Paper No. 1
Presentation Time: 1:30 PM-4:15 PM
CONTRASTING ORIGINS OF MAFIC ROCKS IN THE ROWE-HAWLEY BELT OF VERMONT: EVIDENCE FROM GEOCHEMISTRY
COISH, Raymond1, KIM, Jonathan
2, GALE, Marjorie
2 and LAIRD, Jo
3, (1)Geology Department, Middlebury College, Bicentennial Hall, Middlebury, VT 05753, (2)Vermont Geological Survey, 103 South Main Street, Logue Cottage, Waterbury, VT 05671-2420, (3)Earth Sciences, University of New Hampshire, James Hall, Durham, NH 03824, coish@middlebury.edu
Metamorphosed mafic rocks, mainly Cambrian and Ordovician in age, crop out in newly mapped parts of the Rowe-Hawley Belt in north-central Vermont. Meta-mafic rocks within the Prospect Rock slice, the Hyde Park slice, the Worcester Complex, and the Belvidere Mountain Complex of the Rowe Belt are fine to medium-grained, foliated to massive, greenschist and amphibolite facies rocks; blueschist-eclogite facies rocks are found in the Tillotson Peak Complex. Most samples have geochemical characteristics similar to very late-stage rift, or embryonic oceanic, tholeiitic basalts: moderate Ti contents, flat to slightly LREE-enriched REE patterns, slightly elevated Nb/Y ratios relative to mid-ocean ridge basalts (MORB), and no Nb anomalies. A small subset of samples has chemical features like alkali rift basalts: high Ti contents, enriched LREE patterns, high Nb/Y, high Zr/Y, and no Nb anomalies. Both types are interpreted as having formed during the last stages of continental rifting that led to formation of the Iapetus Ocean in the Early Cambrian.
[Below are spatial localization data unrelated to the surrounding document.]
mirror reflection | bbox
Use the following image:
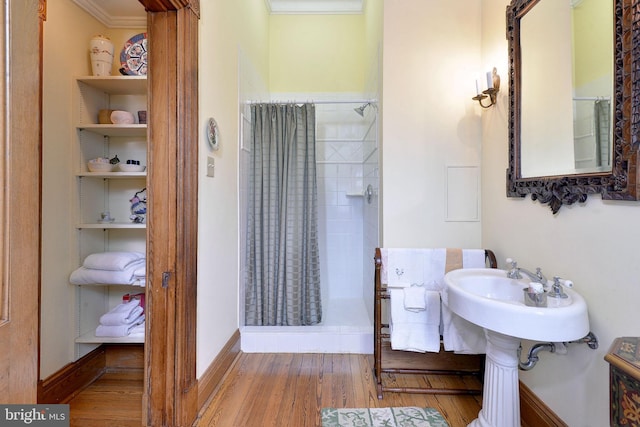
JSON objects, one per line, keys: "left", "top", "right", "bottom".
{"left": 520, "top": 0, "right": 613, "bottom": 178}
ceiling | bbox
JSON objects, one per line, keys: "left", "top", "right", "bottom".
{"left": 71, "top": 0, "right": 146, "bottom": 28}
{"left": 72, "top": 0, "right": 364, "bottom": 28}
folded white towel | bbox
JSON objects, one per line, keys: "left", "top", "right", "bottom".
{"left": 403, "top": 286, "right": 426, "bottom": 312}
{"left": 133, "top": 265, "right": 146, "bottom": 278}
{"left": 83, "top": 251, "right": 145, "bottom": 271}
{"left": 390, "top": 288, "right": 441, "bottom": 353}
{"left": 95, "top": 314, "right": 145, "bottom": 337}
{"left": 99, "top": 301, "right": 143, "bottom": 326}
{"left": 69, "top": 260, "right": 146, "bottom": 285}
{"left": 128, "top": 322, "right": 145, "bottom": 337}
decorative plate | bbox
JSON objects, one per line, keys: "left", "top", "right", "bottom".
{"left": 120, "top": 33, "right": 148, "bottom": 76}
{"left": 207, "top": 117, "right": 220, "bottom": 151}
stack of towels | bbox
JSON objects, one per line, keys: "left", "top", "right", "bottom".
{"left": 70, "top": 251, "right": 146, "bottom": 286}
{"left": 95, "top": 297, "right": 145, "bottom": 337}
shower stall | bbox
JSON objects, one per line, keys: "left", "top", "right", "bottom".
{"left": 240, "top": 99, "right": 380, "bottom": 353}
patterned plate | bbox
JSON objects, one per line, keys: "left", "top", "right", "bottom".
{"left": 120, "top": 33, "right": 148, "bottom": 76}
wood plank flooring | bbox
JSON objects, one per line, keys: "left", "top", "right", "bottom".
{"left": 67, "top": 353, "right": 482, "bottom": 427}
{"left": 68, "top": 370, "right": 143, "bottom": 427}
{"left": 194, "top": 353, "right": 482, "bottom": 427}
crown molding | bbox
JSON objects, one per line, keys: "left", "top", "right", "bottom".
{"left": 264, "top": 0, "right": 364, "bottom": 14}
{"left": 71, "top": 0, "right": 147, "bottom": 29}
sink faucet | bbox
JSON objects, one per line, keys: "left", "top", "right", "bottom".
{"left": 506, "top": 258, "right": 548, "bottom": 285}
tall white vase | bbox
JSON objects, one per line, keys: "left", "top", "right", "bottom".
{"left": 89, "top": 35, "right": 114, "bottom": 76}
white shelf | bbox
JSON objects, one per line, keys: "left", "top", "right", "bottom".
{"left": 78, "top": 222, "right": 146, "bottom": 229}
{"left": 75, "top": 75, "right": 147, "bottom": 94}
{"left": 75, "top": 330, "right": 145, "bottom": 344}
{"left": 73, "top": 73, "right": 148, "bottom": 357}
{"left": 78, "top": 172, "right": 146, "bottom": 179}
{"left": 78, "top": 124, "right": 147, "bottom": 137}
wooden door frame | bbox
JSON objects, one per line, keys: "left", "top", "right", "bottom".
{"left": 138, "top": 1, "right": 199, "bottom": 426}
{"left": 0, "top": 0, "right": 42, "bottom": 404}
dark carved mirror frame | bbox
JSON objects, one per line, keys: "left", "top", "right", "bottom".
{"left": 506, "top": 0, "right": 640, "bottom": 214}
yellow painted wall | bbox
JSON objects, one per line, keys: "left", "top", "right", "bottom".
{"left": 572, "top": 0, "right": 613, "bottom": 88}
{"left": 269, "top": 14, "right": 366, "bottom": 93}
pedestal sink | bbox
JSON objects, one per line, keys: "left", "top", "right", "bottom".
{"left": 443, "top": 268, "right": 590, "bottom": 427}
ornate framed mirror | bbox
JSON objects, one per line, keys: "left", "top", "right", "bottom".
{"left": 506, "top": 0, "right": 640, "bottom": 213}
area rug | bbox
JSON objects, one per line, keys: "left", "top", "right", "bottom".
{"left": 321, "top": 406, "right": 449, "bottom": 427}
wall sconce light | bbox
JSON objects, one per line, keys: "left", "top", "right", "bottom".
{"left": 472, "top": 67, "right": 500, "bottom": 108}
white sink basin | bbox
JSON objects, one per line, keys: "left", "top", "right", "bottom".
{"left": 443, "top": 268, "right": 589, "bottom": 342}
{"left": 443, "top": 268, "right": 591, "bottom": 427}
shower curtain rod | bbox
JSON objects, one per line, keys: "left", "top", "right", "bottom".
{"left": 573, "top": 96, "right": 611, "bottom": 101}
{"left": 246, "top": 99, "right": 377, "bottom": 105}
Metamorphosed mafic rocks to the east in the Wrightsville slice of the Moretown Fm (Hawley Belt) occur as dikes that cut the dominant foliation in metasediments and as sills or flows interlayered with metasediments. Chemically, they are tholeiitic basalts with moderate to high Ti contents, flat to slightly-enriched LREE patterns, and prominent negative Nb anomalies. These characteristics, along with some chemical similarities to MORB, suggest they formed in a suprasubduction zone extensional environment.
Whereas most tectonic slices in the Rowe Belt were metamorphosed at medium to medium-high pressure facies series conditions, slices to the east in the Hawley Belt were metamorphosed at low pressure facies series conditions (Laird et al., 1984, 1993). The distinct differences in magmatism and contrasting metamorphic pressures suggest a major suture separates the Rowe and Hawley Belts.